RL: Farfetch is obviously the most successful and largest platform today for boutiques. On Farfetch you can find many SKUs, even [ones] you cannot find in the official stores. This is just the beginning of people liking niche, special, limited versions, so I’m sure in the future Farfetch will be more popular and more Chinese consumers will love them. We [wanted] to invest in them and introduce them to [our] consumers. Farfetch has a huge space to grow, I know they are talking with a lot of brands and more and more brands will collaborate with them directly.

BoF: Finally, what about your plans for JD outside of China?

RL: In the past several years we have spent a lot of resources bringing foreign brands to China, and to the Chinese consumer, because Chinese consumers increasingly love international brands. So that’s our first step. Second step: we also have global sales channels – in the future we will sell more and more China local brands to outside of China.

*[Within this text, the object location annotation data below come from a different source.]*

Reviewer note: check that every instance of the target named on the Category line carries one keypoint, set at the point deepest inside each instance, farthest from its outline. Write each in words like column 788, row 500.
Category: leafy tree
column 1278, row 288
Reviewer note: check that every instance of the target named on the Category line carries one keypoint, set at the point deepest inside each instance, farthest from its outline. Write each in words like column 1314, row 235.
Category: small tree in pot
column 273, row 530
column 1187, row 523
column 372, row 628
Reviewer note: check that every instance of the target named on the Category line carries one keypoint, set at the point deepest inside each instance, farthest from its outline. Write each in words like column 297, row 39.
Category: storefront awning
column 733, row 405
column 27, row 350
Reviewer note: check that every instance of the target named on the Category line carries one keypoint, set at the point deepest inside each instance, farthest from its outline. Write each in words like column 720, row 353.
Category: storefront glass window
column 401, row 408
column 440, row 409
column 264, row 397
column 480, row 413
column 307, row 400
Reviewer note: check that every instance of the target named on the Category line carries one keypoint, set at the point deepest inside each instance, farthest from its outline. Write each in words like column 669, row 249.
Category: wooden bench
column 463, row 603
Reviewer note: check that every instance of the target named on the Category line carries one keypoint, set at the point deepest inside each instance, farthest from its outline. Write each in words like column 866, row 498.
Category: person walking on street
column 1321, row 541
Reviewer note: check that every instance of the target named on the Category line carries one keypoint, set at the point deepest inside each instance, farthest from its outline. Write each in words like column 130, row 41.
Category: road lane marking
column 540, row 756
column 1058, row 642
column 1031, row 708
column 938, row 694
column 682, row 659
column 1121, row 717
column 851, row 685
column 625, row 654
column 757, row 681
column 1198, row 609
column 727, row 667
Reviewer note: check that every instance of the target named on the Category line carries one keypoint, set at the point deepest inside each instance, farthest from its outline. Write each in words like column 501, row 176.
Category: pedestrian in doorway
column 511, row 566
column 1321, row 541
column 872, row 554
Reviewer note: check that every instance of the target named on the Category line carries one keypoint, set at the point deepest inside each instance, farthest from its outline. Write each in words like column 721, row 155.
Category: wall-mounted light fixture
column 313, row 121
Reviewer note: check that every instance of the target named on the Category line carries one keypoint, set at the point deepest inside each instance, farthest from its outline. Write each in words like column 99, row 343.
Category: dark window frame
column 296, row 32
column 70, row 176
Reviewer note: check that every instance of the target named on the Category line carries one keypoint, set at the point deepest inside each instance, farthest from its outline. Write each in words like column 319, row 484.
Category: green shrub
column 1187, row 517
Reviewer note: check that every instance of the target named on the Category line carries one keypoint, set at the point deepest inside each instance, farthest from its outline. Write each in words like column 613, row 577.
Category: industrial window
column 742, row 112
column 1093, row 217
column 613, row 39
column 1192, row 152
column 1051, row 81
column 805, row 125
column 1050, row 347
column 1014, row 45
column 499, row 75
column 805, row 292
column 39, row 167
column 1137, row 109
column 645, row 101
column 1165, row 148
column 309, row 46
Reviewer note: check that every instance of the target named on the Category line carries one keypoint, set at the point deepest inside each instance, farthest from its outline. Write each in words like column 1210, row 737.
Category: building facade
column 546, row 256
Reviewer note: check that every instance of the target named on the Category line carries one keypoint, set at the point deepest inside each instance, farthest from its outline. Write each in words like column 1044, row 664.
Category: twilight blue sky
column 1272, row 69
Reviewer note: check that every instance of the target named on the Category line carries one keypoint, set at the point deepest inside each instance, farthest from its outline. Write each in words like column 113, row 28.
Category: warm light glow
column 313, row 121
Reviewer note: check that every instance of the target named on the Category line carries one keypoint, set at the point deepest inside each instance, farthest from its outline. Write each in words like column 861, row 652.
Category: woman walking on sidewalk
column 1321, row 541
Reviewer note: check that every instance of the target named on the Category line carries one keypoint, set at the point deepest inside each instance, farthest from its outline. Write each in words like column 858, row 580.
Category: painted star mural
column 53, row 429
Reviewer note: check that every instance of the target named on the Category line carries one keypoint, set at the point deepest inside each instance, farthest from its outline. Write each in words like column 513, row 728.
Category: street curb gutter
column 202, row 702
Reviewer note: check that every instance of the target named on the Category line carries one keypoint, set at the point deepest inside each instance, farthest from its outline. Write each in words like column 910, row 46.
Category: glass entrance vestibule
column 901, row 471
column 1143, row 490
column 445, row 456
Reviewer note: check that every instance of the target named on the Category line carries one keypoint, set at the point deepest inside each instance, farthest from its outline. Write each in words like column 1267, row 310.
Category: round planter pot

We will use two different ways to cover the entire globe. The first is our South [East] Asian channel. We will set up [a] subsidiary there and copy the Chinese business model. Build a local team, buyer team, logistics system and last mile delivery team, everything the same as in China. In Indonesia we have been operating for almost two years, and we will go to Thailand very soon.

But for Europe and [the] US we will use a cross-border business model. We have been thinking about this for many years. If you just copy another model or local players do exactly the same thing as them, you cannot find an advantage. So we will cooperate with Chinese local brands and bring them to the US and Europe. They need us, and we also need them, because the brand quality is very good and price is not as high. We will choose them, pick them up and bring [them] to the US and Europe. I think people will love these kinds of Chinese brands.

This interview has been edited and condensed.